User Guide for Visual Analytics Project

Group 4 (Hulwana Binte Saifulzaman, Lee Xiao Qi. Yeo Kim Siang) (SMU)
2022-07-03

Challenge Chosen

We chose Challenge 3 (Economics), and its accompanying sub-questions.

Overarching Question

Over time, are businesses growing or shrinking? How are people changing jobs? Are standards of living improving or declining over time?
Sub -Questions
1 Over the period covered by the dataset, which businesses appear to be more prosperous? Which appear to be struggling? Describe your rationale for your answers. Limit your response to 10 images and 500 words.
2 How does the financial health of the residents change over the period covered by the dataset? How do wages compare to the overall cost of living in Engagement? Are there groups that appear to exhibit similar patterns? Describe your rationale for your answers. Limit your response to 10 images and 500 words.
3 Describe the health of the various employers within the city limits. What employment patterns do you observe? Do you notice any areas of particularly high or low turnover? Limit your response to 10 images and 500 words.

Visualisation Solution

In order to visualise the changes systematically, we take a multi-prong approach. More specifically, there are 4 “prongs” — one to teach the user how to use our app, and the rest for each question.

As seen above, all 4 prongs will be parked under a unifying dashboard, with each prong being accessible by a tab. The questions will be arranged sequentially, starting from the user menu (or introduction, Sub-Question 1 (ie Business Performance), Sub-Question 2 (ie Employee) and Sub-Question 3 (ie Employer).

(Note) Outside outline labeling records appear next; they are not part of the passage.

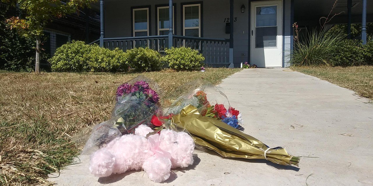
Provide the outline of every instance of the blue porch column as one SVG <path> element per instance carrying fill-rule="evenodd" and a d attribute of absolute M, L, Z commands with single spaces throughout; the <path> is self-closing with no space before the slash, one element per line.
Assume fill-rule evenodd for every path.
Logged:
<path fill-rule="evenodd" d="M 230 40 L 229 42 L 229 62 L 231 64 L 229 64 L 229 66 L 228 67 L 228 68 L 234 68 L 234 65 L 233 64 L 233 23 L 234 22 L 234 21 L 233 21 L 233 20 L 234 20 L 234 16 L 233 13 L 233 0 L 229 0 L 230 12 L 229 19 L 231 20 L 230 21 L 231 32 L 229 34 L 229 40 Z"/>
<path fill-rule="evenodd" d="M 351 7 L 352 0 L 347 0 L 347 39 L 351 39 Z"/>
<path fill-rule="evenodd" d="M 172 16 L 173 15 L 173 11 L 172 10 L 172 6 L 173 3 L 172 0 L 169 0 L 168 2 L 169 5 L 169 19 L 170 21 L 170 27 L 168 32 L 168 48 L 171 48 L 173 46 L 173 20 Z M 158 24 L 158 23 L 157 23 Z"/>
<path fill-rule="evenodd" d="M 367 44 L 367 0 L 363 0 L 361 16 L 361 40 L 363 44 L 365 45 Z"/>
<path fill-rule="evenodd" d="M 104 46 L 104 0 L 100 0 L 100 46 Z"/>

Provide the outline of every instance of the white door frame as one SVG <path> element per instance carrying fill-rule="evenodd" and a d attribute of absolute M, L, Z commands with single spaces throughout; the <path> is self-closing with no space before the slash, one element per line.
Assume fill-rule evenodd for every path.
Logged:
<path fill-rule="evenodd" d="M 251 2 L 250 26 L 249 35 L 250 37 L 250 62 L 258 67 L 282 67 L 283 42 L 283 36 L 282 31 L 283 0 L 274 0 Z M 256 7 L 276 5 L 277 6 L 277 35 L 276 46 L 256 48 Z M 254 54 L 253 55 L 253 54 Z M 258 65 L 258 64 L 259 64 Z"/>

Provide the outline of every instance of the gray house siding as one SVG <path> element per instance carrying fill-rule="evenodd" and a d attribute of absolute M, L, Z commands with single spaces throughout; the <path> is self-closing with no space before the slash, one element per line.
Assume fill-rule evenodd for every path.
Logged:
<path fill-rule="evenodd" d="M 284 15 L 285 20 L 283 27 L 285 47 L 289 48 L 291 39 L 290 6 L 291 0 L 284 0 Z M 225 19 L 229 17 L 229 1 L 228 0 L 203 0 L 201 7 L 202 17 L 202 33 L 203 37 L 229 39 L 229 34 L 225 33 L 226 23 Z M 250 61 L 250 2 L 248 0 L 235 0 L 234 5 L 234 16 L 237 17 L 234 22 L 233 34 L 233 60 L 235 67 L 239 67 L 241 62 Z M 182 4 L 193 4 L 197 1 L 191 0 L 173 0 L 176 4 L 174 8 L 176 12 L 174 19 L 176 19 L 175 34 L 182 35 Z M 105 37 L 115 38 L 132 36 L 132 35 L 131 7 L 150 6 L 149 10 L 150 35 L 157 35 L 157 12 L 156 5 L 167 4 L 167 0 L 150 1 L 137 0 L 123 1 L 106 0 L 104 5 Z M 241 12 L 242 4 L 246 7 L 244 13 Z M 228 47 L 228 46 L 227 46 Z M 286 64 L 283 63 L 284 65 Z"/>
<path fill-rule="evenodd" d="M 285 0 L 283 2 L 283 54 L 282 67 L 287 67 L 290 65 L 289 55 L 292 50 L 294 38 L 293 36 L 293 16 L 292 5 L 294 0 Z"/>

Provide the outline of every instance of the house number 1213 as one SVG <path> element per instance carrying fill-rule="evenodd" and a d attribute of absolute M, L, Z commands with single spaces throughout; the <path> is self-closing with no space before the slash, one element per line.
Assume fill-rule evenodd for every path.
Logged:
<path fill-rule="evenodd" d="M 229 20 L 230 20 L 230 19 L 229 18 L 225 18 L 225 19 L 224 19 L 224 23 L 229 23 Z M 235 17 L 234 18 L 234 20 L 233 21 L 234 21 L 235 22 L 236 22 L 236 21 L 237 21 L 237 17 Z"/>

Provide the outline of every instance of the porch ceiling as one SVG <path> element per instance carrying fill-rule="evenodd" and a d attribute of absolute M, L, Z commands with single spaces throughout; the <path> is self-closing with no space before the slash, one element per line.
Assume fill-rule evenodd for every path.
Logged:
<path fill-rule="evenodd" d="M 295 22 L 299 20 L 318 20 L 322 16 L 327 16 L 335 0 L 294 0 Z M 367 1 L 367 21 L 373 22 L 373 1 Z M 351 15 L 352 21 L 361 21 L 361 0 L 352 0 Z M 347 23 L 347 0 L 338 0 L 331 15 L 344 12 L 333 18 L 332 22 L 336 23 Z"/>

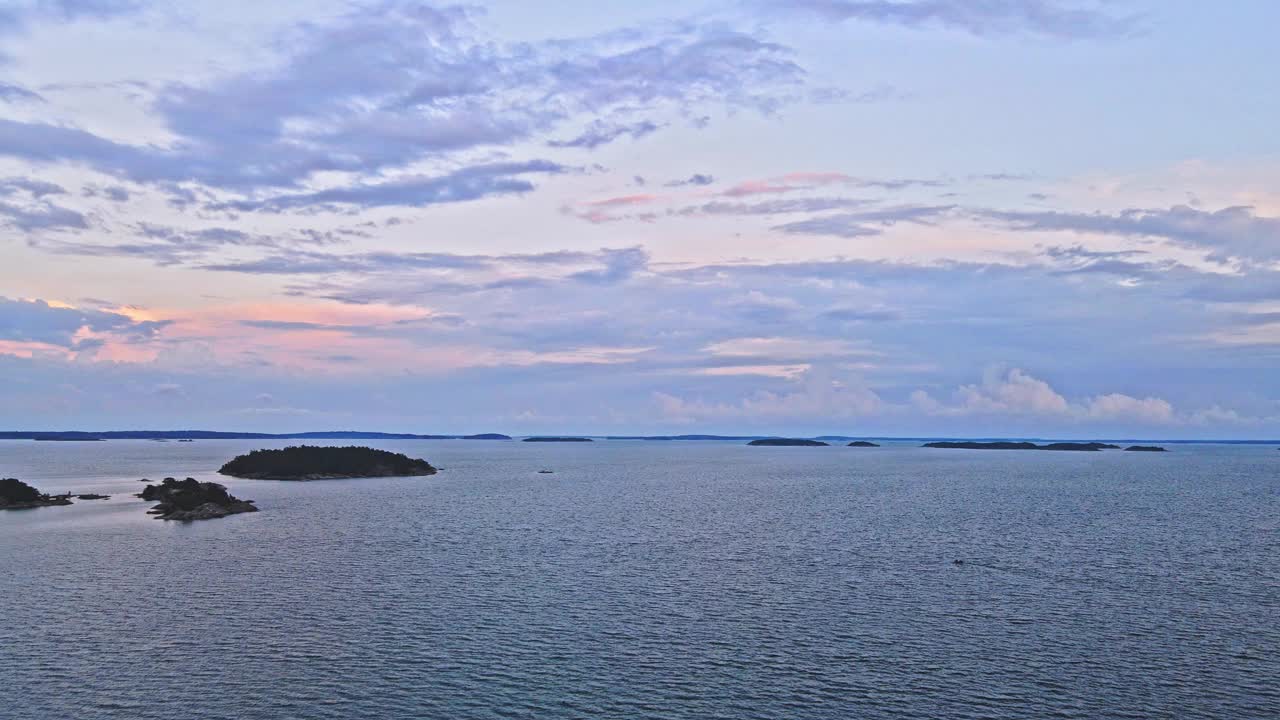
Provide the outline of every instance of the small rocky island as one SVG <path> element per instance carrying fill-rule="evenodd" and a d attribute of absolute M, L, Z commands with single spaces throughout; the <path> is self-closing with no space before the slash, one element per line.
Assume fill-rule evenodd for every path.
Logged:
<path fill-rule="evenodd" d="M 1105 442 L 1051 442 L 1048 445 L 1036 445 L 1034 442 L 927 442 L 923 447 L 941 447 L 946 450 L 1064 450 L 1097 452 L 1100 450 L 1119 450 L 1119 445 Z"/>
<path fill-rule="evenodd" d="M 434 475 L 435 468 L 426 460 L 372 447 L 303 445 L 283 450 L 255 450 L 236 457 L 218 471 L 255 480 L 329 480 Z"/>
<path fill-rule="evenodd" d="M 195 478 L 165 478 L 159 486 L 145 487 L 138 497 L 159 503 L 147 514 L 160 520 L 212 520 L 237 512 L 257 512 L 253 501 L 234 497 L 218 483 L 201 483 Z"/>
<path fill-rule="evenodd" d="M 0 510 L 27 510 L 70 503 L 70 493 L 45 495 L 17 478 L 0 479 Z"/>

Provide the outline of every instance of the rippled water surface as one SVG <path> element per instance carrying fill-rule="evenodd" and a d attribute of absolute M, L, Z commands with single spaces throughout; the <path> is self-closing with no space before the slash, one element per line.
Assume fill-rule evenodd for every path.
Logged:
<path fill-rule="evenodd" d="M 1280 717 L 1280 452 L 0 442 L 0 716 Z M 552 469 L 554 474 L 538 474 Z M 261 512 L 174 524 L 138 478 Z M 956 565 L 954 560 L 964 560 Z"/>

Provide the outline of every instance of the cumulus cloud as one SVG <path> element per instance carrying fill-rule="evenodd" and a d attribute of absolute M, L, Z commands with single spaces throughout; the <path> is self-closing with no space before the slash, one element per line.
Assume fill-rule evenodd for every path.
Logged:
<path fill-rule="evenodd" d="M 0 341 L 35 342 L 67 350 L 81 345 L 93 333 L 109 333 L 124 340 L 150 340 L 168 323 L 134 320 L 123 313 L 73 307 L 45 300 L 0 297 Z M 79 347 L 77 347 L 79 346 Z"/>
<path fill-rule="evenodd" d="M 791 391 L 758 389 L 736 402 L 708 402 L 655 392 L 663 418 L 672 423 L 759 421 L 778 423 L 823 418 L 827 421 L 865 418 L 883 409 L 881 397 L 864 386 L 832 379 L 822 372 L 805 372 Z"/>
<path fill-rule="evenodd" d="M 1018 368 L 992 366 L 980 383 L 957 388 L 951 402 L 925 391 L 911 393 L 915 409 L 929 415 L 1012 415 L 1057 418 L 1071 421 L 1123 421 L 1137 425 L 1167 425 L 1187 421 L 1174 406 L 1158 397 L 1132 397 L 1111 392 L 1070 402 L 1047 382 Z"/>

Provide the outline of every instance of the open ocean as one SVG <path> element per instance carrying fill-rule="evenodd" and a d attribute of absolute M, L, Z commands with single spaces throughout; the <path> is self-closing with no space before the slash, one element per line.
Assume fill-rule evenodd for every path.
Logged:
<path fill-rule="evenodd" d="M 442 471 L 215 473 L 297 443 L 0 442 L 0 477 L 113 495 L 0 512 L 0 716 L 1280 717 L 1274 446 L 356 441 Z M 261 512 L 154 520 L 165 475 Z"/>

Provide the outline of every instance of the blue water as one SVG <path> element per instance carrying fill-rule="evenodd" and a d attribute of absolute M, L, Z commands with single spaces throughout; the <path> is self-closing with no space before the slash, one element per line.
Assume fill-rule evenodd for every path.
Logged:
<path fill-rule="evenodd" d="M 1280 452 L 0 442 L 0 716 L 1280 717 Z M 552 469 L 554 474 L 536 474 Z M 138 478 L 261 512 L 174 524 Z M 964 560 L 955 565 L 952 560 Z"/>

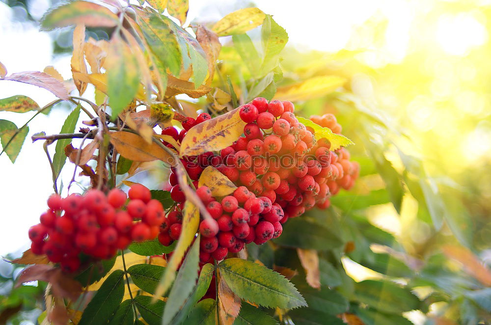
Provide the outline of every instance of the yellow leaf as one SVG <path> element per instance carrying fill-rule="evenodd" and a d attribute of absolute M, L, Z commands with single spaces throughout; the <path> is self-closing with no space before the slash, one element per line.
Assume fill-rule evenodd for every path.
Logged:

We arrange our tabs in this manner to guide user into a top-down understanding of the economy in Engagement. The user first learns about the business ecosystem in Engagement using the Business Performance tab. Using that information, user will be able to make informed exploratory decisions to understand the situation from the employee, through the Income and Expense tab, and employer’s, through the Employer tab, perspectives.

Business Performance

Over the period covered by the dataset, which businesses appear to be more prosperous? Which appear to be struggling? Describe your rationale for your answers.

We use 2 sub-tabs to answer this - By Revenue and By Wages.

The ‘By Revenue (Overview)’ Tab

‘By Revenue (Overview)’ Tab

This tab has 4 parts:

  1. The controller that allows the user to:
    • Select a category, either Pubs or Restaurants
    • Select Date Range, for filtering the period of interest
  2. A bar graph displaying the ranking of businesses by total revenue in the city of Engagement.
  3. A data table and sparklines that shows the monthly sales trend of businesses over time.
  4. A map that shows the total sales by venue id.

1 - Control

  1. User has the option to view either ‘Pubs’ or ‘Restaurants’. This control will alter all 3 charts found within the pane.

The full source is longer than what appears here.